Privatisierung der Wasserversorgung:Schlecht für den Geldbeutel, schlecht für die Nase

Die neue EU-Richtlinie zur Wasserversorgung setzt falsche Signale. Beobachter befürchten, dass von ihr ein neuer Privatisierungsschub ausgehen könnte. Zwar wird keine Kommune zur Privatisierung genötigt, aber Kommunen, die partout nicht wollen, müssen sich juristische Finessen einfallen lassen.

Ein Kommentar von Heribert Prantl

Die Schlacht bei Waterloo war Napoleons letzte Schlacht; seitdem steht die Redewendung "ein Waterloo erleben" als Synonym für die totale Niederlage, für die Katastrophe. So eine Katastrophe haben die Menschen in der Stadt Grenoble erlebt, als dort vor gut zwanzig Jahren die kommunale Wasserversorgung privatisiert wurde. Die Verträge waren dreckig; das Wasser war nicht sauber, dafür aber teuer. Am besten flossen die Schmiergelder. Die private Wassercompagnie verdiente sich dumm und dämlich. Das Wasser heißt auf Französisch l'eau - das Desaster von Grenoble wurde deshalb mit dem schönen Wortspiel "Waterleau" bedacht.

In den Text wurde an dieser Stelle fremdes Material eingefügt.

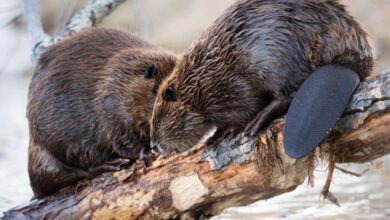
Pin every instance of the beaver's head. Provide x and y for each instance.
(175, 125)
(178, 119)
(127, 95)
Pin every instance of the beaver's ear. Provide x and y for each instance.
(169, 94)
(150, 71)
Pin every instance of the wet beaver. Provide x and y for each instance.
(89, 105)
(244, 70)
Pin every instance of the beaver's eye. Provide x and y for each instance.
(169, 94)
(157, 125)
(149, 71)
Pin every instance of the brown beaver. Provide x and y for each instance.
(244, 70)
(89, 105)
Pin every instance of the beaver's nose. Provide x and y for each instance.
(153, 146)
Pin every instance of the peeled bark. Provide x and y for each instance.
(90, 15)
(207, 180)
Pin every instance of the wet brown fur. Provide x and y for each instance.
(89, 104)
(255, 55)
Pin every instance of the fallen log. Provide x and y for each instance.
(209, 179)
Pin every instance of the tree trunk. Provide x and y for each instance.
(207, 180)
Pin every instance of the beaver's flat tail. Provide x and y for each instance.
(316, 107)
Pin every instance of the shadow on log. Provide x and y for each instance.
(205, 181)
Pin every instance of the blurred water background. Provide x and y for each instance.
(174, 24)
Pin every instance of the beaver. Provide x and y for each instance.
(245, 69)
(89, 105)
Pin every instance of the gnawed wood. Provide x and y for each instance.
(206, 181)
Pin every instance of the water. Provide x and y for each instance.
(365, 197)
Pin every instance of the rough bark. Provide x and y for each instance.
(209, 179)
(89, 16)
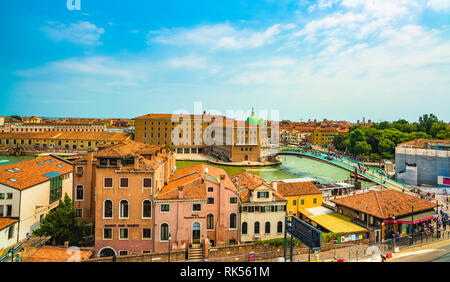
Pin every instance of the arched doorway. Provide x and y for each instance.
(196, 232)
(107, 252)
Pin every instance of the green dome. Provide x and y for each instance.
(253, 119)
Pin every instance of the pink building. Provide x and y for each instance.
(199, 203)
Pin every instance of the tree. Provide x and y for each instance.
(426, 121)
(362, 148)
(439, 128)
(61, 225)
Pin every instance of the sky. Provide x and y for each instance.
(305, 59)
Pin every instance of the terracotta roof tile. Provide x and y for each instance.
(30, 173)
(56, 254)
(384, 203)
(287, 189)
(5, 222)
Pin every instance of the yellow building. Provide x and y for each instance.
(324, 136)
(299, 196)
(72, 141)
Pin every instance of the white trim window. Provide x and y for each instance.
(164, 232)
(123, 234)
(79, 193)
(124, 209)
(147, 183)
(146, 209)
(146, 233)
(108, 210)
(108, 182)
(123, 182)
(107, 234)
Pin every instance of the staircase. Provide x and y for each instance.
(195, 252)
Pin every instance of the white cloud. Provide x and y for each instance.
(82, 32)
(218, 37)
(439, 5)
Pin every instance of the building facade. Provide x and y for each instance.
(115, 188)
(423, 162)
(199, 203)
(262, 211)
(29, 190)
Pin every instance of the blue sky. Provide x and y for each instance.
(334, 59)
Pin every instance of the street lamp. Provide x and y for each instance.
(170, 238)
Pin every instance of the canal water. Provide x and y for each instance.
(291, 167)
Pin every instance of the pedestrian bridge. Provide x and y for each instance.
(371, 174)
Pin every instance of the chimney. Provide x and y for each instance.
(275, 184)
(180, 192)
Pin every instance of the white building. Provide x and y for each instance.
(8, 232)
(30, 189)
(263, 210)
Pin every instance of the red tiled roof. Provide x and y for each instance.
(31, 173)
(193, 180)
(288, 189)
(5, 222)
(56, 254)
(385, 203)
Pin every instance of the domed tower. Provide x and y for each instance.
(253, 119)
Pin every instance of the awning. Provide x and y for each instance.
(418, 218)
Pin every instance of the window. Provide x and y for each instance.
(123, 209)
(107, 182)
(55, 189)
(123, 233)
(244, 228)
(11, 232)
(79, 193)
(146, 209)
(233, 220)
(147, 183)
(210, 222)
(107, 209)
(280, 227)
(257, 227)
(267, 229)
(123, 182)
(146, 233)
(164, 236)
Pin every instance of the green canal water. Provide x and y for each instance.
(291, 167)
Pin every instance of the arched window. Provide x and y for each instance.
(210, 221)
(79, 193)
(233, 222)
(257, 227)
(123, 209)
(267, 228)
(280, 227)
(164, 232)
(107, 209)
(244, 228)
(146, 209)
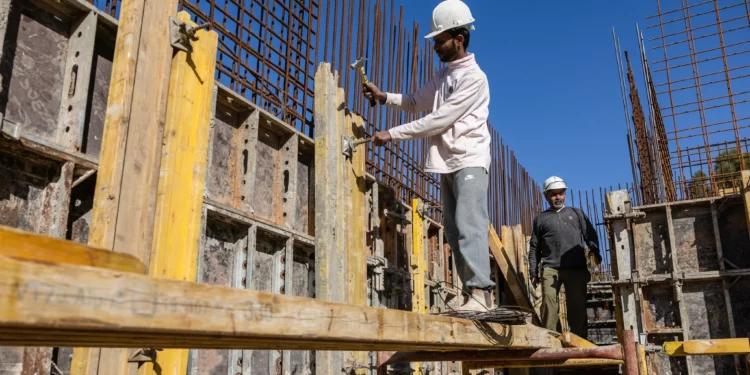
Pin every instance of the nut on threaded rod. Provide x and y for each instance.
(181, 35)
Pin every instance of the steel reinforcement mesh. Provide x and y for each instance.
(269, 50)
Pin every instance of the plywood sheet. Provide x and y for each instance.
(224, 158)
(34, 55)
(305, 182)
(651, 242)
(222, 244)
(267, 189)
(694, 238)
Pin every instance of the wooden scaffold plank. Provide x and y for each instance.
(51, 305)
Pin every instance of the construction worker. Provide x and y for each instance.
(459, 144)
(559, 239)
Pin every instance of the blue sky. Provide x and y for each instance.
(555, 91)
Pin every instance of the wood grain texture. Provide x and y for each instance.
(179, 205)
(20, 244)
(50, 305)
(511, 277)
(131, 149)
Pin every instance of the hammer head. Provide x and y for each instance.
(360, 62)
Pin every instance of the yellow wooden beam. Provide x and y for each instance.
(746, 195)
(511, 277)
(585, 362)
(179, 204)
(24, 245)
(61, 305)
(642, 364)
(128, 173)
(706, 347)
(571, 340)
(418, 265)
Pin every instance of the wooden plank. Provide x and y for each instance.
(24, 245)
(179, 205)
(330, 226)
(131, 148)
(61, 305)
(585, 362)
(706, 347)
(509, 272)
(746, 195)
(571, 340)
(509, 243)
(356, 242)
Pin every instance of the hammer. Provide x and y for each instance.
(360, 63)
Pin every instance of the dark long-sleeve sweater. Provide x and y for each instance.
(557, 241)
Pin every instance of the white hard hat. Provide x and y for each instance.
(554, 183)
(449, 14)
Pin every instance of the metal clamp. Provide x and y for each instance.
(350, 146)
(181, 35)
(9, 129)
(143, 355)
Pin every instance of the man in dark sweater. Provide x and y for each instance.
(559, 240)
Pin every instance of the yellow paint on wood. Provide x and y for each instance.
(61, 305)
(584, 362)
(509, 272)
(130, 150)
(706, 347)
(24, 245)
(418, 265)
(179, 204)
(571, 340)
(642, 365)
(746, 195)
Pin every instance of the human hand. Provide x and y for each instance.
(381, 138)
(372, 92)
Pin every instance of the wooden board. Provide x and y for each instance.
(20, 244)
(60, 305)
(179, 204)
(511, 277)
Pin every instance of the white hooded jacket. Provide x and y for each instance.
(459, 137)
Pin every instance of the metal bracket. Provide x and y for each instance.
(630, 215)
(349, 146)
(10, 129)
(181, 35)
(143, 355)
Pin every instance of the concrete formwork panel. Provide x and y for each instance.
(683, 278)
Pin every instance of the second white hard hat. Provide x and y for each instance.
(449, 14)
(554, 183)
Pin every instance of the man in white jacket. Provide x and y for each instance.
(459, 143)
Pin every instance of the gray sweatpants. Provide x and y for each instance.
(466, 221)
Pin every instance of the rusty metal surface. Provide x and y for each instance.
(34, 55)
(699, 101)
(648, 181)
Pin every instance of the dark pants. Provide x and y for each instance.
(575, 281)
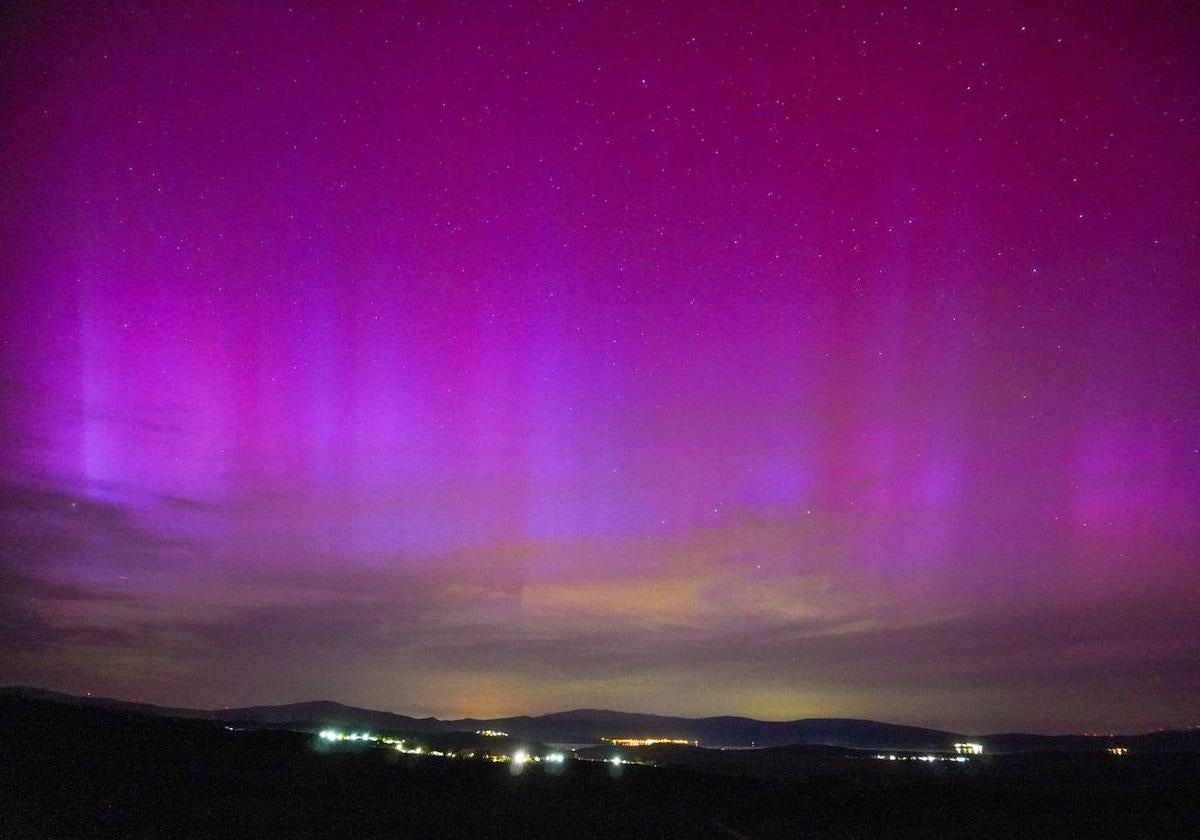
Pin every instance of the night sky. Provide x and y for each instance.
(723, 358)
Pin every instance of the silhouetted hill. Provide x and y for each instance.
(73, 769)
(591, 726)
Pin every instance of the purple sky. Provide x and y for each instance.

Ähnliche Erfahrungen, nicht immer so desaströs, gibt es anderswo auch, in London beispielsweise; dort wurde viel verdient, aber nichts in die Leitungen investiert; sie verrotteten. Potsdam hat den Vertrag mit dem französischen Wasserversorger wieder gekündigt, als die Wasserpreise in den Himmel stiegen. Der erste erfolgreiche Bürgerentscheid in Berlin richtete sich vor zwei Jahren gegen die Teilprivatisierung der Berliner Wasserversorgung.

Bei diesem Thema gibt es zwei Spontanreaktionen: erstens, den Griff zum Geldbeutel, um ihn festzuhalten; zweitens den Griff zur Nase, um sie zuzuhalten. Es riecht nicht alles gut, was fließt. Das ist der Hintergrund für die wütenden Proteste gegen die geplante "Richtlinie des Europäischen Parlaments und des Rates über die Konzessionsvergabe".

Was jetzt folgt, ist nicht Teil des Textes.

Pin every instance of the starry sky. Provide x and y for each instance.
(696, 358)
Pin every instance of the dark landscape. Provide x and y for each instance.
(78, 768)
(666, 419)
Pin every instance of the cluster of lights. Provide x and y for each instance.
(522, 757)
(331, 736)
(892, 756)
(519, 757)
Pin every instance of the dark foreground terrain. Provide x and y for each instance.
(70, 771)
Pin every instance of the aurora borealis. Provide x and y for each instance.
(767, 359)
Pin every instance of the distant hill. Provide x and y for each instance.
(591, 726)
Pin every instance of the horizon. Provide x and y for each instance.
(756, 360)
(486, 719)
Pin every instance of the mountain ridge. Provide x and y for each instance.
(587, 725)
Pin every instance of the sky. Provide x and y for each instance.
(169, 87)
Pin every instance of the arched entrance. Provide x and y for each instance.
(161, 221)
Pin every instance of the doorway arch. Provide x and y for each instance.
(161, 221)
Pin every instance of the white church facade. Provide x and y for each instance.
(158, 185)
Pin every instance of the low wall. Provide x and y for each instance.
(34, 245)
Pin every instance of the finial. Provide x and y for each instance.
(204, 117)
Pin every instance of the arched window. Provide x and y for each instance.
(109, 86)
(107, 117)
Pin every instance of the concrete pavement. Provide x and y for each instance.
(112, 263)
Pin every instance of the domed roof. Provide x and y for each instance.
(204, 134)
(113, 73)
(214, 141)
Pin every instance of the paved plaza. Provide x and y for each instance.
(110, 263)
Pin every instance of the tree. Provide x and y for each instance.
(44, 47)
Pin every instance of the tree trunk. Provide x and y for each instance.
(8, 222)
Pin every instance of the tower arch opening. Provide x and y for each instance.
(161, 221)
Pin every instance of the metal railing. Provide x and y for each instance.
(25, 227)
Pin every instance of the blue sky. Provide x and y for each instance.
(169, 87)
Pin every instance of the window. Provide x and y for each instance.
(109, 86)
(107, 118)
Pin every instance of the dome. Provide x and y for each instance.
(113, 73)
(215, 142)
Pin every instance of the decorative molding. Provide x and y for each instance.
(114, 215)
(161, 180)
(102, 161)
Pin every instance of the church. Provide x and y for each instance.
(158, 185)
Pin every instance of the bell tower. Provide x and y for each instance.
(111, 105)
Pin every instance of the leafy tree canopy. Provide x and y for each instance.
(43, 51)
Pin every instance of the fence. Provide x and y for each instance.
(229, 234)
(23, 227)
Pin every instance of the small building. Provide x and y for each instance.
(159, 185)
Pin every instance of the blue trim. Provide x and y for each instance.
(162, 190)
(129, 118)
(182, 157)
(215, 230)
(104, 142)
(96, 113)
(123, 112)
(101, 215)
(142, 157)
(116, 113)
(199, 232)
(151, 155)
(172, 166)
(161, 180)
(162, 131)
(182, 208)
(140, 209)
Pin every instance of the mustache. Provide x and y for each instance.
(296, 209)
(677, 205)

Sie ist hundert Seiten dick und hochkompliziert; EU-Bürokraten reden sich den Mund fransig, um zu beteuern, dass davon kein Privatisierungszwang und auch keine solche Gefahr für die Wasserversorgung ausgehe. Aber Bürgermeister und Landräte, die ihre Schreckerlebnisse mit der Privatisierung der Daseinsvorsorge schon hinter sich haben, glauben das nicht - sie sind ja noch immer dabei, ihre alten Privatisierungsfehler zu korrigieren und privatisierte Stadtwerke, Verkehrsbetriebe etc. wieder zu kommunalisieren.

Unwillige Kommunen müssen sich juristische Finessen einfallen lassen

Die neue EU-Richtlinie soll unter anderem Anti-Korruptionsregeln in die Privatisierung der Wasserversorgung bringen, zu der Griechenland und Portugal von der EU-Troika gezwungen wurden. Es gibt die Befürchtung, von der Privatisierung dort könnte ein neuer Privatisierungsschub für die Nordländer ausgehen. Um diese Ängste zu beruhigen, wurden noch einige Änderungen in die Richtlinie hineinverhandelt.

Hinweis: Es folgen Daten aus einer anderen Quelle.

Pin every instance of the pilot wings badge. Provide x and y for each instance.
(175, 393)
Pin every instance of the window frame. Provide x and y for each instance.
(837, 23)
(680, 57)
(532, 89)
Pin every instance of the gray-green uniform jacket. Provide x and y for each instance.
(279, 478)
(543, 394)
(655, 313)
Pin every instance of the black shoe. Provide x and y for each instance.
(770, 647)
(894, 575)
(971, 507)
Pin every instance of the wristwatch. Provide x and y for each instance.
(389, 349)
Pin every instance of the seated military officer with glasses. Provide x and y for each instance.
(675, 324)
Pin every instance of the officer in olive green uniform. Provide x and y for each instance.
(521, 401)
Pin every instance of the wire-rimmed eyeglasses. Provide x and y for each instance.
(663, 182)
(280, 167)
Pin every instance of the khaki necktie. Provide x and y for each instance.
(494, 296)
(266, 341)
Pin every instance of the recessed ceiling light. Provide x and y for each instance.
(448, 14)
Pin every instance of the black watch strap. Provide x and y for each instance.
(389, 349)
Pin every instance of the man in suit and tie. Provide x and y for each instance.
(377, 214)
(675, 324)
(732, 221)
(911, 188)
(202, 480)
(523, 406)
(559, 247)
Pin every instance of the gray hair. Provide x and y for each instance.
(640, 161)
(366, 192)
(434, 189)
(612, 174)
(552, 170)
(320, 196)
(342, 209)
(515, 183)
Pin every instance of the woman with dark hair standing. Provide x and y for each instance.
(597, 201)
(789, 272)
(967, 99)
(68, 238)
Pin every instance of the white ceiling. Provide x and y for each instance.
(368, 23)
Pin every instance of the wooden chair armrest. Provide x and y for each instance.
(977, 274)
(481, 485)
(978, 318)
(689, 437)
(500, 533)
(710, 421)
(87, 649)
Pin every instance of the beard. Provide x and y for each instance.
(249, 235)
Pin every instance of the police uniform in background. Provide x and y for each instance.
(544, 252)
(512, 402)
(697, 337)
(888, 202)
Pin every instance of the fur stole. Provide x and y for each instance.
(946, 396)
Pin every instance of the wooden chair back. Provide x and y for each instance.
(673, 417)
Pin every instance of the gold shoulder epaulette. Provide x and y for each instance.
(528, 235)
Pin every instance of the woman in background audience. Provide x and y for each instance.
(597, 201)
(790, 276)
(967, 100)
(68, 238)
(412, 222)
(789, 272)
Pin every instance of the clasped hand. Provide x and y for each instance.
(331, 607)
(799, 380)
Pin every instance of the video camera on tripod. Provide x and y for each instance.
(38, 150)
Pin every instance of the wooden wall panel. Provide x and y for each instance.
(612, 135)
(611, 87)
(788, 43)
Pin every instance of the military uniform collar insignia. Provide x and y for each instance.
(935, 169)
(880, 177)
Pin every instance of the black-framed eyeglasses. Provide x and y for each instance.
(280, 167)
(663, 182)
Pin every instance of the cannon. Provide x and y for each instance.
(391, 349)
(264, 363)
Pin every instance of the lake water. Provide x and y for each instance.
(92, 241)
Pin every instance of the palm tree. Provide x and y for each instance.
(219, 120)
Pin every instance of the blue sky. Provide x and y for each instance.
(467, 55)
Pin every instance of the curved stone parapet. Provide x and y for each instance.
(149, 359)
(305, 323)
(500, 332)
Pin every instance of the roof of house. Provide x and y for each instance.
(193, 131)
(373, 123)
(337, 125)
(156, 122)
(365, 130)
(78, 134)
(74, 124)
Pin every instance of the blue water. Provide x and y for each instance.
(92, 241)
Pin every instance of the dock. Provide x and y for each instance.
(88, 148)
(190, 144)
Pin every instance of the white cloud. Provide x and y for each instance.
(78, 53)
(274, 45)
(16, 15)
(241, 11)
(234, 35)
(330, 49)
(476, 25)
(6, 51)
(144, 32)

Gewiss: Keine Kommune wird von der EU-Richtlinie zur Privatisierung genötigt; aber Kommunen, die sie partout nicht wollen, müssen sich nun juristische Finessen einfallen lassen; denn Brüssel macht das eigentlich Selbstverständliche (dass öffentliche Güter in öffentliche Hand gehören) kompliziert. Die Richtlinie setzt falsche Signale. Sie blinkt markt- und neoliberal. Brüssel gelingt es nicht, das abzustellen.

Die Juristen in ganz Europa besinnen sich derzeit auf die alten gemeinsamen Rechtsgrundlagen; sie fußen auf dem römischen Recht. Dort gab es die "res extra commercium" - die Dinge, die dem Kommerz entzogen waren. Man sollte sich daran erinnern. Das Wasser gehört dazu.